Everything started to fall apart as soon as I left the grocery store parking lot.
It was August 2019, and I was driving to lunch with my toddler after dropping my oldest at school. While on the road, I felt a headache come on strong and I started to see double, so I pulled over into a lot in Midtown Atlanta. The rest of the story is an incoherent blur, pieced together through the accounts of witnesses who saw it and family members I don’t remember calling on the phone.
When you have your first-ever seizure, I learned, the aftermath can be a fog. It’s why I inexplicably resumed driving right out of that parking lot after regaining consciousness.
I vaguely remember calling my husband while driving — he was asking me my location and what had happened when SMACK! I side-swiped a semi. But my brain didn’t tell me to stop driving, so I kept on going until a good Samaritan finally pulled up next to me and offered to help.
Aside from the obvious damage to the side of my vehicle, he could see I was driving on three tires and one rim. I’m thankful beyond words to be alive and that my daughter and I were not hurt.
Unfortunately, the news didn’t get better from there.
I’m a breast cancer survivor and thought I had beaten it when I achieved full remission 13 years ago. I thought I had the cancer contained with treatment when it came back in 2018 and spread to my bones, lungs, and liver.
But I never considered that my breast cancer had metastasized into my brain, and it was never discovered by my oncologist because my insurance company refused to pay for the MRI that would allow him to look. Such a test, the underwriters determined, required more evidence for them to authorize. That evidence came in the form of a semi-automatic truck that almost did to me what cancer thus far could not.
It has been four years since I got the diagnosis — metastatic breast cancer — after leaving that grocery store parking lot, and I am still fighting cancer and still surviving.
I used to be a nurse, so I understood what “metastatic” disease meant as soon as I heard the word escape my oncologist’s mouth: The cancer is no longer curable, and I’ll be on some sort of treatment for the rest of my life. But this reality was harder for my family to grasp.
My oldest, Eliana, is nine. My baby, Isabella, is almost six. My husband, Kurt, and I have been married for 13 years. My initial cancer diagnosis was months after our wedding, and he has been a constant source of love and strength. My entire extended family in the area has been so invaluable, incredible, and important to me in this journey.
My daughters know Mommy is sick and that I must go to the doctor every so often for medications and different tests. My youngest is very attached to me because I’ve been her primary caregiver since she was born. She gets frustrated when she has to go stay with Grammy because I have to get my treatment. I try to explain that these medicines are very important to Mommy’s health, so I can be alive and here with her. She understands, but it’s still hard.
I want to be honest with my kids. They’re intuitive, so there’s no pretending. We don’t talk at length about my mortality, but they know I’m fighting for my life. Last month at school, they celebrated Breast Cancer Awareness Day. Everybody had to wear pink, and Eliana told her teacher, “I’m wearing pink for my mommy because she has breast cancer.”
When my daughters are older and remember their mom, I want them to look back on the love, the lessons, and the quality time we had together. I want them to remember that I was a fighter, savoring every moment we got to spend together in this precious life. Staying busy for them helps keep me going.
Everyone battling metastatic breast cancer (MBC) needs support from people who truly understand this journey.
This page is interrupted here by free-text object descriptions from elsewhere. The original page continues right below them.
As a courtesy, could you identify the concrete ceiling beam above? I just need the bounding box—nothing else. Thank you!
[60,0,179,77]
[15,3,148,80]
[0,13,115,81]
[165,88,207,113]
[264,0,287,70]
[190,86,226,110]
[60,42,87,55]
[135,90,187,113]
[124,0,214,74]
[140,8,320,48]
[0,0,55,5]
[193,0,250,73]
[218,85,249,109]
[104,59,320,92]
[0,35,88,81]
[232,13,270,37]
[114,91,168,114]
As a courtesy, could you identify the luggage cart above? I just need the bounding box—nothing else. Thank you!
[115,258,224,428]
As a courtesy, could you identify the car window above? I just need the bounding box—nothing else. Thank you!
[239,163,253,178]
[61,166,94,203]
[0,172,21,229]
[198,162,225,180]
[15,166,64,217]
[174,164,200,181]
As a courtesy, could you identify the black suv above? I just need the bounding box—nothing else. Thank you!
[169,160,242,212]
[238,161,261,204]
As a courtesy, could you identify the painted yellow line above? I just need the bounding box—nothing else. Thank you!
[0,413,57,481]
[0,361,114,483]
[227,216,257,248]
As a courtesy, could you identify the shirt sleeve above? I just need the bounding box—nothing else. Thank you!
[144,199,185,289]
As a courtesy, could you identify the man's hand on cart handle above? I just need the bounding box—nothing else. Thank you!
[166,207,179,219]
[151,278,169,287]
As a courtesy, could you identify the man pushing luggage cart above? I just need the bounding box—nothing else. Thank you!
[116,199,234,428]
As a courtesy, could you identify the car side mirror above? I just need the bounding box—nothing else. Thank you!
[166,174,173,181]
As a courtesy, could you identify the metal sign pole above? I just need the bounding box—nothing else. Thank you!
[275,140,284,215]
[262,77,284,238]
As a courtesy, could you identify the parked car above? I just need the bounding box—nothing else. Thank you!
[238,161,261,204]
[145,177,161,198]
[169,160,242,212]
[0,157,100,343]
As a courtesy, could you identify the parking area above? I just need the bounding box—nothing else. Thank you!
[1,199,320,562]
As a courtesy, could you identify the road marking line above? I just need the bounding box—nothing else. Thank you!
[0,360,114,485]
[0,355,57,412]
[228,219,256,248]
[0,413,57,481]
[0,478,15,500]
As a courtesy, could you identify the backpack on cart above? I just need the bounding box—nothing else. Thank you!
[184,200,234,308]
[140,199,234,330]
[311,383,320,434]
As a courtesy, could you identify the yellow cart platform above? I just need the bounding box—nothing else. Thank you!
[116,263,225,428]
I found that community of survivors on Instagram through Every Day for MBC.
Sometimes I am tired of holding it all together, and I can let it go with other people who truly get what I’m going through. Sometimes it’s a relief to get those feelings out and express that life is hard.
But most of my posts aren’t like that. I talk about my experiences and a flood of questions come. I use my medical background to do my best to answer them. Some women are inspired. Others, who are about to go through it themselves, are comforted. Those who haven’t heard about it appreciate learning more.
On Every Day for MBC, we don’t have to be strong at any given moment; we just get to be ourselves. Most importantly, we listen and offer knowing, loving understanding. It’s good to have a space online to help me stay strong so I can keep going and keep fighting for my girls, my husband, my family — and myself.
Tiffany Kinkead is a 38-year-old wife, mother, Registered Nurse turned stay-at-home mom, and a metastatic breast cancer thriver. Tiffany is an advocate for herself, for her family, and for other women navigating their breast cancer journey.